Aside from the structural changes induced by repeated exposure to inflammation, both partially and fully primed synovial organoids also released the cytokine IL-6, an inflammatory molecule known to be associated with arthritis. In order to better understand the potential biochemical cues being produced by these primed cells, the authors performed bulk RNA-sequencing and ATAC-sequencing to examine both the transcriptional profile and chromatin accessibility landscape of synovial fibroblasts. In primed fibroblasts, they found upregulation of a host of key genes, including more inflammatory molecules, pathogenic fibroblast markers, enzymes implicated in cartilage and bone destruction, and also components of the complement system. The complement system is a defense mechanism consisting of a cascade of activated proteins that can both directly attack pathogens and—as suggested by their name—complement the efforts of other immune cells to neutralize threats to resident tissue. Through further experiments, the authors concluded that the complement system—especially the C3 protein—plays a key role in producing the pathogenic synovial fibroblast phenotype found at sites of recurrent inflammation.
Also upregulated were specific metabolic pathways.

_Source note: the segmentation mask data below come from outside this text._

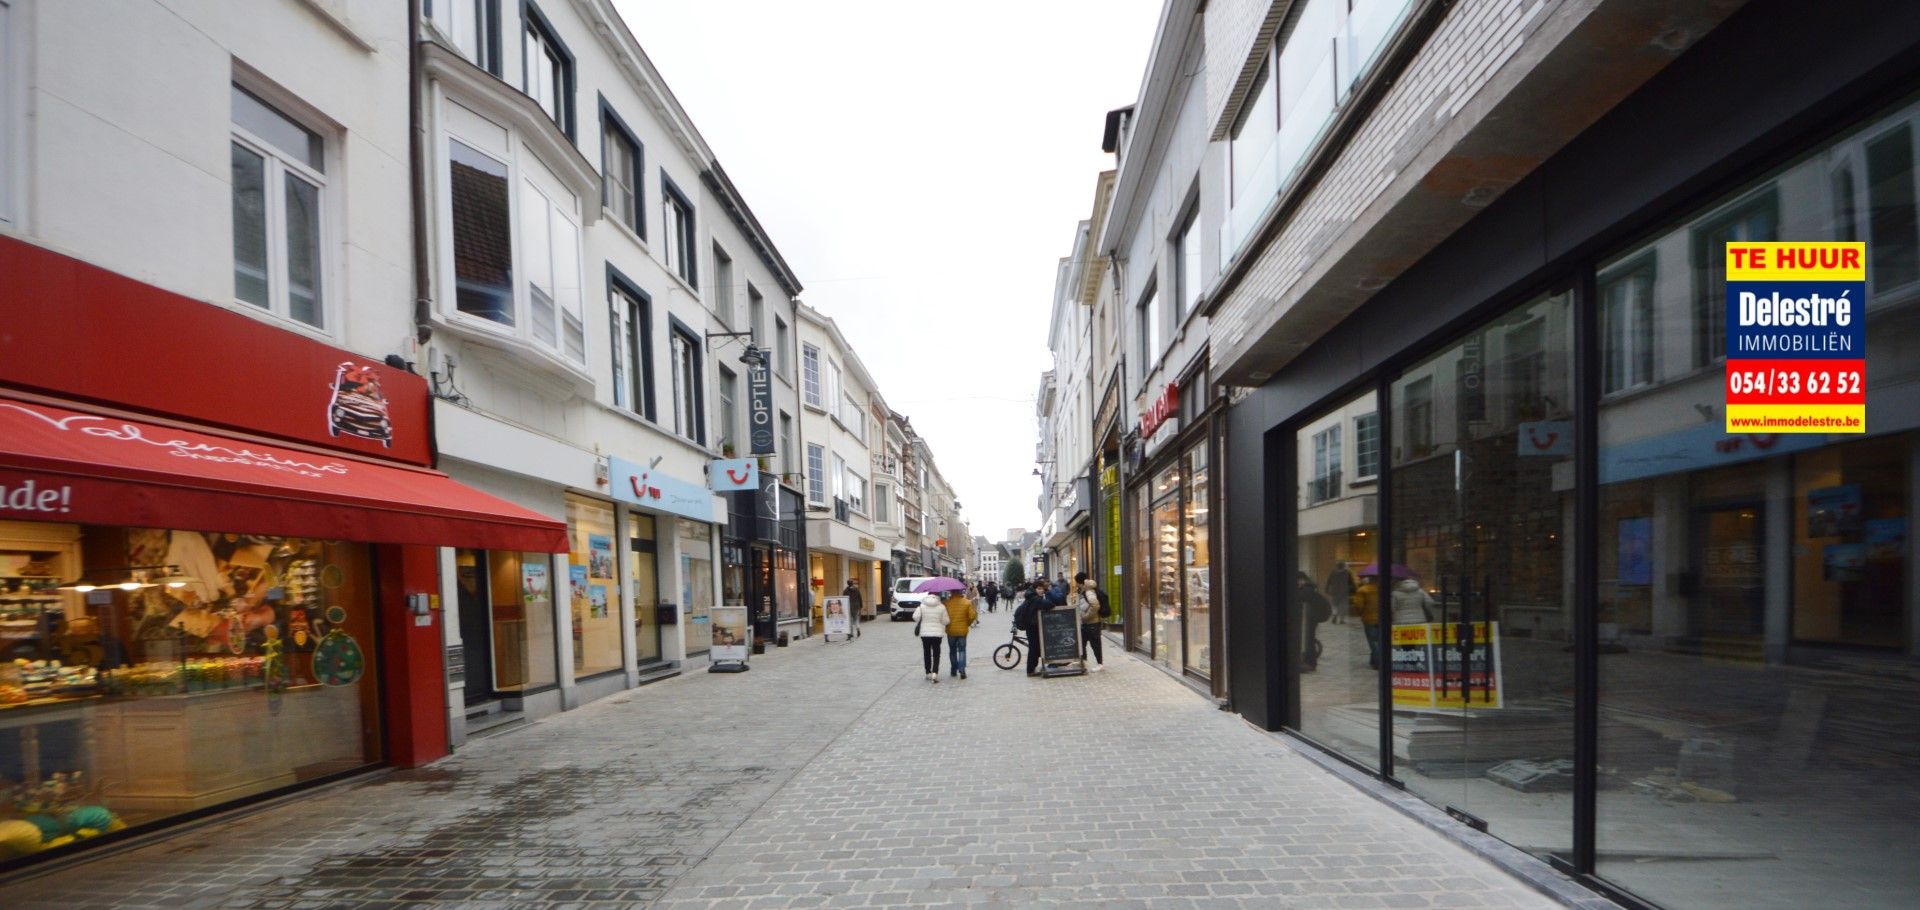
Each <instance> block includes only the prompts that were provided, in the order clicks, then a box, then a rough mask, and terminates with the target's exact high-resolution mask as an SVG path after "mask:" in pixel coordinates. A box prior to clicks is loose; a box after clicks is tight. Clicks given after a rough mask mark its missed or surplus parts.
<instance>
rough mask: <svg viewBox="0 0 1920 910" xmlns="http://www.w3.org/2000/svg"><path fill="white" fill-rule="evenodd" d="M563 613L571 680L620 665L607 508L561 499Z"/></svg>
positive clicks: (619, 582)
mask: <svg viewBox="0 0 1920 910" xmlns="http://www.w3.org/2000/svg"><path fill="white" fill-rule="evenodd" d="M566 534H568V538H570V539H572V555H570V557H568V566H566V572H568V578H566V593H568V614H570V616H572V624H574V678H576V680H580V678H586V676H595V674H605V672H611V670H618V668H620V666H624V657H622V655H620V649H622V643H620V639H622V635H620V612H618V605H620V597H618V595H616V591H618V589H620V578H618V570H616V563H614V557H612V505H609V503H599V501H593V499H586V497H576V495H568V497H566Z"/></svg>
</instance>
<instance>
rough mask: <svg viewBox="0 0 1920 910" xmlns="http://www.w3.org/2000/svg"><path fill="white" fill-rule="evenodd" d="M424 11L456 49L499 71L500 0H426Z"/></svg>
mask: <svg viewBox="0 0 1920 910" xmlns="http://www.w3.org/2000/svg"><path fill="white" fill-rule="evenodd" d="M424 12H426V17H428V19H430V21H432V23H434V27H438V29H440V35H445V36H447V38H449V40H451V42H453V48H455V50H459V52H461V54H465V56H467V60H470V61H472V63H474V65H476V67H480V69H486V71H488V73H493V75H499V0H426V10H424Z"/></svg>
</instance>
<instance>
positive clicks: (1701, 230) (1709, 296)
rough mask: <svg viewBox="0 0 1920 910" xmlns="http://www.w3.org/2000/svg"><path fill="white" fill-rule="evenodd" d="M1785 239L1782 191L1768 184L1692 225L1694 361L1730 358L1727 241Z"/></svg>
mask: <svg viewBox="0 0 1920 910" xmlns="http://www.w3.org/2000/svg"><path fill="white" fill-rule="evenodd" d="M1738 240H1780V194H1778V190H1776V188H1774V186H1772V184H1768V186H1763V188H1759V190H1757V192H1753V194H1751V196H1749V198H1745V200H1740V202H1736V204H1732V205H1728V207H1726V209H1724V211H1718V213H1713V215H1709V217H1705V219H1701V223H1699V225H1697V227H1693V228H1692V267H1693V269H1692V271H1693V313H1692V319H1688V321H1686V324H1692V326H1693V365H1695V367H1707V365H1711V363H1716V361H1722V359H1726V244H1730V242H1738Z"/></svg>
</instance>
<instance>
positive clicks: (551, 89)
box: [520, 4, 574, 138]
mask: <svg viewBox="0 0 1920 910" xmlns="http://www.w3.org/2000/svg"><path fill="white" fill-rule="evenodd" d="M522 12H524V13H526V33H524V35H522V44H520V52H522V56H520V79H522V81H520V88H522V90H526V96H528V98H532V100H534V104H538V106H540V109H543V111H547V117H551V119H553V125H555V127H559V129H561V132H564V134H566V138H572V136H574V56H572V52H568V50H566V44H563V42H561V38H559V35H555V31H553V23H549V21H547V17H545V15H541V13H540V8H536V6H534V4H526V6H522Z"/></svg>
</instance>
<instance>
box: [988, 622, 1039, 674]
mask: <svg viewBox="0 0 1920 910" xmlns="http://www.w3.org/2000/svg"><path fill="white" fill-rule="evenodd" d="M1021 645H1027V647H1033V645H1031V643H1029V641H1027V639H1025V635H1021V634H1020V630H1014V637H1012V639H1010V641H1008V643H1004V645H1000V647H996V649H993V666H998V668H1000V670H1012V668H1016V666H1020V660H1021V659H1023V657H1025V653H1021V651H1020V647H1021Z"/></svg>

It turns out that these primed synovial fibroblasts had higher metabolic activity (consumed more glucose) than normal cells, and this higher metabolic activity was characterized by a shift toward aerobic glycolysis. The authors postulated that these changes in metabolism could be closely linked to the cells’ ability to mediate tissue priming.
Though the majority of their work was done in rodents, the authors also analyzed single cell RNA sequencing data from the synovial tissue of human RA patients and found many of the same molecular patterns, including expression of key proteins in the complement system. These findings suggest that many of the mechanisms elucidated from their study of rodent fibroblasts are generally translatable to human disease.
The results of this study have important implications in terms of potential therapies for arthritis. Many current treatments focus on immunosuppression, but the authors suggest that there may be value in specific interventions aimed at interrupting the sequence of events taking place in these synovial fibroblasts. From disrupting changes in activated synovial fibroblast metabolism (for example, through glycolysis inhibitors), to directly targeting components of the complement system, there may be ways to reverse or prevent the process of tissue priming that leads to recurrent disease flares and long-term tissue damage in arthritis patients. In coming years, it will be critical to build on this understanding of tissue priming in order to design more targeted and effective therapies for arthritis and other chronic inflammatory conditions.